I am connecting to Hive via an ODBC driver from a .NET application. Is there a query to determine if a table already exists?
For example, in MSSQL you can query the INFORMATION_SCHEMA
table and in Netezza you can query the _v_table
table.
Any assistance would be appreciated.
There are two approaches by which you can check that:
1.) As @dimamah suggested, just to add one point here, for this approach you need to
1.1) start the **hiveserver** before running the query
1.2) you have to run two queries
1.2.1) USE <database_name>
1.2.2) SHOW TABLES LIKE 'table_name'
1.2.3) Then you check your result using Result set.
2.) Second approach is to use HiveMetastoreClient APIs, where you can directly use the APIs to check whether the table_name exist in a particular database or not.
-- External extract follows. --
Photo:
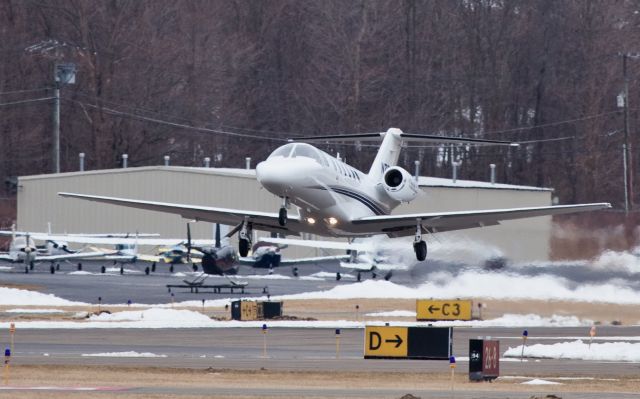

For further help please go through this Hive 11
Execute the following command : show tables in DB like 'TABLENAME'
If the table exists, its name will be returned, otherwise nothing will be returned.
This is done directly from hive. for more options see this.
DB
is the database in which you want to see if the table exists.
TABLENAME
is the table name you seek,
What actually happens is that Hive queries its metastore (depends on your configuration but it can be in a standard RDBMS like MySQL) so you can optionally connect directly to the same metastore and write your own query to see if the table exists.
When programming on Hive by Spark SQL, you can use following method to check whether Hive table exists.
if (hiveContext.hql("SHOW TABLES LIKE '" + tableName + "'").count() == 1) {
println(tableName + " exists")
}
If someone is using shell script like me then my answer could be useful. Assume that your table is in the default namespace.
table=your_hive_table
validateTable=$(hive --database default -e "SHOW TABLES LIKE '$table'")
if [[ -z $validateTable ]]; then
echo "Error:: $table cannot be found"
exit 1
fi
Code similar to below one can find in many of my Spark notebooks:
stg_table_exists = sqlCtx.sql("SHOW TABLES IN "+ stg_db)
.filter("tableName='%s'" % stg_tab_name) .collect()
(made two-liner for readability)
I wish Spark would have an API call to check the same.
If you're using SparkSQL you can do the following.
if "table_name" in sqlContext.tableNames("db_name"):
...do something
http://spark.apache.org/docs/2.1.0/api/python/pyspark.sql.html#pyspark.sql.SQLContext.tableNames
If you're using a scala spark app and SparkSQL you can do the following
if spark.catalog.tableExists("tablename") {do something}